E’ domenica, ma per noi poliziotti non esistono giorni di festa, infatti, ecco che puntuale arriva una chiamata. Sono un po’ stanca ma fortunatamente mi sono rimasti pochi mesi di servizio, la prossima primavera, dopo oltre cinque anni di attività, mi attende l’adorata pensione, già so però che il mio collega guida ha fatto domanda per potermi adottare e tenere con sé, se glielo concedessero, sarebbe veramente fantastico. Si parte direzione Saint-Denis, pochi minuti e saremo sul posto.

Ci sono scontri a fuoco e si sentono scoppi di granate, è una delle situazioni più complesse che abbia ma trovato durante le mie azioni, ma noi siamo addestrati a tutto questo, sappiamo come comportarci. Usando i nostri sensi dobbiamo capire se c'è qualche persona nascosta e poi studiare il sistema migliore per arrivare fino a questa e bloccarla. Ora cosa succede? Improvvisamente c’è una calma apparente, la situazione è anomala. La mia guida si avvicina, mi accarezza e mi dice a bassa voce:

-          Diesel preparati!

Io sono prontissima come sempre e aspetto il comando per entrare in azione. … eccolo, è il gesto del collega guida, incrocio il suo sguardo … ha una strana luce negli occhi, una luce che non avevo mai visto prima.

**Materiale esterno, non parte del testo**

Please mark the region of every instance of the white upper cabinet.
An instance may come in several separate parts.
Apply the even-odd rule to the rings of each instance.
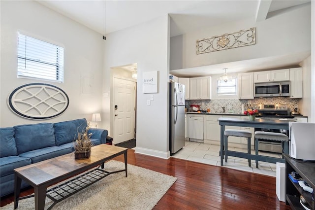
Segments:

-          Ti voglio bene … Go!

Tutto attorno sembra scorrere al rallentatore, i rumori hanno una strana eco. Avanzo lentamente, c’è fumo, ancora mi ritorna in mente il suono di quel ti voglio bene, non mi aveva mai detto una cosa così prima d’ora.

Prima stanza, qui non c’è nessuno, andiamo avanti, ho fiutato qualcosa, oh mio Dio … Cos’è questo dolore? Non ero pronta a questo, non ci avevano minimamente preparati durante l’addestramento, vedo tutto appannato, devo trovare l’uscita per avvisare i colleghi del pericolo, vedo la luce là in fondo…

Un’esplosione, ancora un’altra, penso di stare letteralmente trascinando parti di me, devo uscire fuori, i miei colleghi sono in pericolo devo impedirgli di entrare. Eccolo è il mio amico, riesco a mala pena a far uscire un flebile respiro e cado ai suoi piedi.

Cosa ci faccio quassù? Ma quella là in basso sono io, il mio collega è su di me, si agita prova a fare qualcosa, ma io sono oramai morta. Sta piangendo, allora mi voleva proprio bene, anch’io, era il mio migliore amico, gli sarei comunque stata fedele fino alla fine, anche se avessi saputo prima qual era il triste destino che mi stava aspettando. Non dimenticherò mai quella luce nei suoi occhi, lui sapeva che era una missione ad alto rischio, ma è il nostro lavoro, siamo poliziotti noi. Vorrei solo avere la possibilità di dirgli che io sto bene perché ho fortunatamente scoperto che esiste il paradiso degli animali ed è bellissimo.